IronNet Discovers New PhaaS Targeting Banks, Others
IronNet researchers have observed an active cyber crime syndicate launching a new phishing-as-a-service (PhaaS) platform, selling phishing kits to cybercriminals who specialize in social engineering scams.
Known as Robin Banks, this threat actor provides ready-made phishing kits primarily targeting U.S.-based financial companies, as well as numerous companies in the United Kingdom, Canada and Australia, according to an IronNet blog.
Financial institutions advertised on the website include Bank of America, Capital One, Citibank, Wells Fargo and more. They also offer templates to phish Google, Microsoft, T-Mobile, as well as international companies like Lloyds Bank of England, Netflix in Canada, and Commonwealth Bank in Australia.
In mid-June, IronNet researchers observed a large-scale campaign using the Robin Banks phishing kit, targeting victims via text and email. The goal behind this campaign was to access credentials and financial information pertaining to Citibank, in addition to Microsoft account credentials.

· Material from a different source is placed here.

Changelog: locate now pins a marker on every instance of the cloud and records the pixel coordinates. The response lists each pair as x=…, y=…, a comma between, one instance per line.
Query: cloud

Based IronNet’s investigation of the threat actor, this campaign proved very successful. Numerous victims had account information sold via the dark web and various Telegram channels.
Roger Grimes is data-driven defense evangelist at KnowBe4.
“There is nothing any business can do better than to defeat social engineering and phishing to reduce their risk to cybercrime,” he said. “Every organization should focus more on defeating social engineering and phishing, and less on other types of attacks that are far less likely to happen. It is because nearly every business fails to adequately focus on social engineering as the No. 1 attack vector, by far, that allows hackers and their malware creations to be so successful. Every business needs to create more and better defense-in-depth policies, technical defenses and education to defeat social engineering.”
Social engineering is involved in 70-90% of all malicious data breaches, Grimes said.
“And yet we continue to treat it as just one of the many ways we can be hacked instead of the primary way we are hacked,” he said. “Hackers love that we continue to be distracted by far less popular hacking attacks and continue for decades to not focus that much on fighting phishing and social engineering.”